Pittsburgh’s Canton Avenue recently made National Geographic’s “Wonders of America” list – a collection that celebrates the “grandest, wildest, strangest bits of geography and culture” across America. The Pittsburgh road – one of the steepest streets in the U.S. – has a maximum grade of 37% and reportedly brings out a neighborly atmosphere among its residents, who have been known to help each other with groceries and even administer first aid to cyclists.

LOSERS:

State Sen. Vincent Hughes -

Democratic state Sen. Vincent Hughes is making headlines after a PennLive investigation found he spent nearly $80,000 in taxpayer money on invite-only lunches for lawmakers and staff from 2023 to 2025 – a sum that almost matches the combined amount that Senate President Pro Tempore Kim Ward, Senate Majority Leader Joe Pittman and Senate Minority Leader Jay Costa all spent over the same stretch. Next time you’re hungry, consider swinging by Hughes’ Capitol office for some coconut chicken tenders, baked salmon fillets and assorted cheesecakes.

Zombie mall closure -

Generations of horror fans are mourning the impending demolition of the Monroeville Mall, the site of the 1978 cult classic “Dawn of the Dead,” a bloody cinematic critique of capitalism whose memorial is falling victim to private equity. The mall’s $34 million sale to Walmart and a private-equity firm sounds the death knell for the Living Dead Museum, which, it appears, has drawn more live traffic than many of its retail neighbors – including thousands of pilgrims for the annual Living Dead Weekend.
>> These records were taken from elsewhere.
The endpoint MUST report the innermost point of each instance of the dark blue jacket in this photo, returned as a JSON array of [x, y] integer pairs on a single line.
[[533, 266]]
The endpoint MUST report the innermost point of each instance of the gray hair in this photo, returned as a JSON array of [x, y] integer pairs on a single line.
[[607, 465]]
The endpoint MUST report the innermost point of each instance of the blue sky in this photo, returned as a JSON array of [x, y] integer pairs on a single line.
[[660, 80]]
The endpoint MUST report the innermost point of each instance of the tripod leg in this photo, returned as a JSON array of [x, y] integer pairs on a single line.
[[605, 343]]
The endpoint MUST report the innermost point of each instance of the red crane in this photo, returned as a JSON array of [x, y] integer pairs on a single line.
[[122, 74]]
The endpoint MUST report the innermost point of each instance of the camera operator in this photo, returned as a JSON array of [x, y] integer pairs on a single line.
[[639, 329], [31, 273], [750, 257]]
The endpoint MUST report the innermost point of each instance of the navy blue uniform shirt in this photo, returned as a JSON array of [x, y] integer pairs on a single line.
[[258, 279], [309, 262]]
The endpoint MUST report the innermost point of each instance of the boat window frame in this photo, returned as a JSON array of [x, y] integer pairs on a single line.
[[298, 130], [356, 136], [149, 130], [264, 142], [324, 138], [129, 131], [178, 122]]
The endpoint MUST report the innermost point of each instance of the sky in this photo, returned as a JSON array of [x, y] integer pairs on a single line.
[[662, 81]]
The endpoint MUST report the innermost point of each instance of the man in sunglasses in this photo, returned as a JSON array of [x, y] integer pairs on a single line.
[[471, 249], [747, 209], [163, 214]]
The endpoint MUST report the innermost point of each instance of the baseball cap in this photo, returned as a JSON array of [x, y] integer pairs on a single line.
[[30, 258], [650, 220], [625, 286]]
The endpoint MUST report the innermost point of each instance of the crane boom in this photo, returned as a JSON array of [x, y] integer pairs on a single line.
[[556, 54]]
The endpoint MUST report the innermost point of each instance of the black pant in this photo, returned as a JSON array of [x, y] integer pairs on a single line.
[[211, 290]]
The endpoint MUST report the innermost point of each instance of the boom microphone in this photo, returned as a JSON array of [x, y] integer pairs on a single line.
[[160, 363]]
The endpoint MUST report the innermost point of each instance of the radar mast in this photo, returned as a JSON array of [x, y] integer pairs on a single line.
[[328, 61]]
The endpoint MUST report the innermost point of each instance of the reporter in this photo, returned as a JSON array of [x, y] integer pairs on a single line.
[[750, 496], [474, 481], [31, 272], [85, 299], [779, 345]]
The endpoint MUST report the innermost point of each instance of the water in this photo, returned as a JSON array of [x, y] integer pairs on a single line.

Fraudulent Trump double-voter -

When President Donald Trump rails against fraudulent double-voters, he definitely doesn’t want you to Google Matthew Laiss. The Bucks County man was sentenced this week to six months of house arrest for illegally voting twice in 2020 for Trump –  in Pennsylvania by mail, a method Trump has called out for enabling such fraud (though he uses it himself…), and again in person in Florida, Trump’s own adopted home state.